Wes Craig ou l’art de mettre en scène…

Vous l’aurez compris, “Deadly Class” est un comic particulièrement agressif où Rick Remender joue à l’extrême la carte des mauvais côtés de la société américaine. Il s’en amuse n’évitant pas quelques caricatures, quelques traits forcés, tout en affichant une certaine nostalgie pour une époque très “sex and drugs and rock’n’roll”, dont la bande son empilait encore nombre de groupes punks et une folie liée à l’insouciance de la jeunesse.
Démarré relativement mollement, son récit ne fait que prendre de la vitesse, son bolide n’ayant que rarement la pédale d’accélération décollée du plancher.

Sa réussite tient aussi énormément à la qualité graphique offerte par l’élégant et inventif Wes Craig.

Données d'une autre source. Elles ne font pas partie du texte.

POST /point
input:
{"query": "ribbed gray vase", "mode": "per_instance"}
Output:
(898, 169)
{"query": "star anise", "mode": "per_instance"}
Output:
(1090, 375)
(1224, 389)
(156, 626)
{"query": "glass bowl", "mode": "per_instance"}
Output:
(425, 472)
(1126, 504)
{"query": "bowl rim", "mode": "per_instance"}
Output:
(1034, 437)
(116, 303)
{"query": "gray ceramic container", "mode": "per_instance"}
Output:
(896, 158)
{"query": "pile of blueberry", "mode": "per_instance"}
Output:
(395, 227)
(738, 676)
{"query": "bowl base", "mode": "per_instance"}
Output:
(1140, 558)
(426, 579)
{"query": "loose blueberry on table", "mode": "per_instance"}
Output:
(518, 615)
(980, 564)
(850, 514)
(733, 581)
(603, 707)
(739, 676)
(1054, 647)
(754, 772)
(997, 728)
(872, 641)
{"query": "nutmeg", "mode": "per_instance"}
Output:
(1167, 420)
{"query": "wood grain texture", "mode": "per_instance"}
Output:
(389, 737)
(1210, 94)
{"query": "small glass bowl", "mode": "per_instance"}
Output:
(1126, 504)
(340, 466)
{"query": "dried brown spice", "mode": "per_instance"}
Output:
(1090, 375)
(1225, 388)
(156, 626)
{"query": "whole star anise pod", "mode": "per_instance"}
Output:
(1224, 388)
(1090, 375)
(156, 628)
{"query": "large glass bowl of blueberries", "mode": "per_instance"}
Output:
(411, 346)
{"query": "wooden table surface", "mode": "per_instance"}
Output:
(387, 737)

Avec les ambiances fortes de {Lee Loughridge} qui gère les couleurs, il a su donner une identité visuelle proche de l’époque (marquée par des Frank Miller ou Steve Rude), utilisant toute la palette créative de mise en scène propre aux comics.
Le T1 est une merveille de découpage, une leçon d’orchestration où tout est au service du récit, de son rythme, avec une multitude de scènes, de pages vraiment ébouriffantes, bluffantes ou juste magnifiques que l’on se surprend à relire pour saisir chaque intention, pour se délecter de leur qualité.

Si j’ai trouvé le T2 un peu moins riche de surprises, il faut louer le très beau boulot de réalisation de Wes Craig sur l’ensemble des trois tomes.

Qu’on adhère ou pas à cette thématique fictionnelle, “Deadly Class” est absolument réussie, car elle réunit plusieurs artistes qui ont su se rendre totalement complémentaires. Remender, Craig, Loughridge et Rus Wootan (concepteur des élégants logo et style de lettrage), tel est le gang gagnant d’une série qui apporte plus que des émotions fortes… et une véritable addiction.